Three microsatellite motifs, (AATG)8, (AGAT)8, and (AC)15, were mapped by FISH on to the chromosomes of both sexes. The (AATG)8 probe showed no specific signal in either male or female metaphases (data not shown) whereas (AGAT)8 showed intense hybridization signal at the centromeric region of one small size chromosome in the male metaphase (Figure 3A), but not in the female metaphase (Figure 3B). This suggests that the AGAT microsatellite repeat has been amplified on the centromeric region of the Y chromosome in this species but not on the X. A bright and large hybridization signal from the (AC)15 motif was observed on a small chromosome in male metaphase but not in female metaphase (Figure 3C, D) whilst also being observed on one pair of small chromosomes and one pair of large chromosomes in both sexes (Figure 3C, D). We infer from this that the AC microsatellite repeat is also amplified on the Y chromosome and not on the X, with shared repeats in two other pairs of chromosomes.
Figure 3

FISH mapping of two microsatellite motifs in male and female of A. parapulchella . FISH mapping of (AGAT)8 in male (A) and female (B), and (AC)15 in male (C) and female (D).
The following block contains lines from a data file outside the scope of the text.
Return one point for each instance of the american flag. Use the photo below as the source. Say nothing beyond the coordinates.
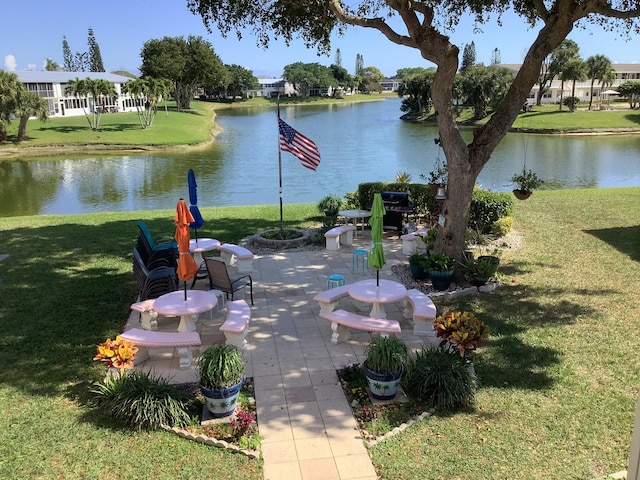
(299, 145)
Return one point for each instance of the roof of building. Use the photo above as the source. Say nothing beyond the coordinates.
(38, 76)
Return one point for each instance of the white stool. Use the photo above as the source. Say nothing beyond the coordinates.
(355, 259)
(335, 280)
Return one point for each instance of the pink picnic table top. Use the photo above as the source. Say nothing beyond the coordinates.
(173, 304)
(387, 291)
(203, 244)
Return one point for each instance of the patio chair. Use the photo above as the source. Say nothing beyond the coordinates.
(219, 278)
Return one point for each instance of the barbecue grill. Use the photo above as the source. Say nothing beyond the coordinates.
(397, 206)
Arrowheads indicate hybridization signals on the Y chromosome (A, C). Arrows indicate hybridization signals on two pair of autosomes (C, D). Scale bars = 10 μm.

Discussion

Our analysis has demonstrated that the chromosome number of A. parapulchella is 2n = 42, the largest among all pygopodids thus far examined. The most common karyotype found among species of Diplodactylidae and Carphodactylidae is 38 acrocentric chromosomes [17], shared by pygopodid species of Delma, Ophidiocephalus and Pygopus, suggests that the chromosome number in the common ancestor of the Pygopodidae was also 38. It therefore appears likely that the chromosome number has increased in the lineage of A. parapulchella possibly through chromosome inversions and subsequent fissions.
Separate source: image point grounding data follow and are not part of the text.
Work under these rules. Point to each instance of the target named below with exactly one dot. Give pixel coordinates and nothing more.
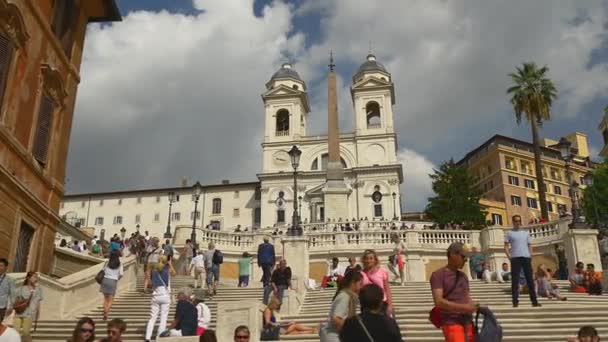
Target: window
(42, 135)
(65, 16)
(510, 164)
(282, 122)
(378, 210)
(372, 114)
(216, 206)
(6, 56)
(280, 216)
(497, 219)
(532, 203)
(516, 200)
(514, 180)
(529, 184)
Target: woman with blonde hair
(398, 258)
(284, 328)
(374, 274)
(160, 277)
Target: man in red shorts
(451, 295)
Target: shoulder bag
(101, 274)
(435, 313)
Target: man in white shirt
(198, 263)
(8, 334)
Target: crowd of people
(361, 309)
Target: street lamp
(171, 197)
(565, 149)
(295, 154)
(196, 189)
(299, 209)
(394, 206)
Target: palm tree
(533, 93)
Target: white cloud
(168, 95)
(417, 184)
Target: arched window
(324, 160)
(282, 122)
(372, 110)
(217, 206)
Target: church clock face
(280, 158)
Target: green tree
(595, 197)
(457, 197)
(532, 94)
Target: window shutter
(6, 54)
(43, 130)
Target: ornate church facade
(370, 170)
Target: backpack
(490, 330)
(218, 257)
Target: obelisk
(335, 191)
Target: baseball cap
(461, 248)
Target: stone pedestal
(336, 201)
(295, 251)
(231, 314)
(581, 245)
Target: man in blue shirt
(518, 247)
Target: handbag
(270, 333)
(21, 304)
(435, 313)
(364, 328)
(101, 274)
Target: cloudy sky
(174, 89)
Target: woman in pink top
(374, 274)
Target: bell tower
(373, 96)
(286, 106)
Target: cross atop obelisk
(336, 192)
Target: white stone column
(231, 314)
(296, 253)
(581, 245)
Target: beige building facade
(41, 44)
(504, 168)
(372, 173)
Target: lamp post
(196, 189)
(299, 209)
(171, 197)
(565, 149)
(394, 206)
(295, 154)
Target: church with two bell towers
(340, 177)
(371, 173)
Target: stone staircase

The intense CGH signal on a single chromosome with the male genomic DNA reveals a Y chromosome that is highly differentiated from the X chromosome not only in morphology but also in DNA content. The Y chromosome of this species has therefore probably degenerated and accumulated large quantities of male specific DNA, much of which is likely to be repetitive [18, 19]. Two microsatellite motifs, (AC)15 and (AGAT)8, were mapped with intense fluorescent signals on to the Y chromosome also suggest accumulation and amplification of repetitive sequences. The lengths of the microsatellite repeats in the two microsatellite loci, APP6 and APP40, are 16 bp and 40 bp (JQ713339, JQ713352) and FISH analysis can not localize accurately such short length of DNA fragments. Therefore, our FISH mapping did not identify exact location of the two loci. However, the results clearly indicate that the two microsatellite repeats are in high copy number on the Y chromosome, and that the two microsatellite repeats, (AGAT)n and (AC)n, form the main components of the centromeric region and the long arm of the Y chromosome, respectively. It is commonly thought that suppression of recombination between the sex chromosomes favors the accumulation of repetitive DNA sequences such as retrotransposons, ribosomal DNAs and microsatellite repeats on the non-recombining regions increasing the level of differentiation between sex chromosomes [20]. Such accumulation of repeats on sex chromosomes has been reported in many species of animals and plants (for example [2130]), and, this process would also appear to have occurred in A. parapulchella.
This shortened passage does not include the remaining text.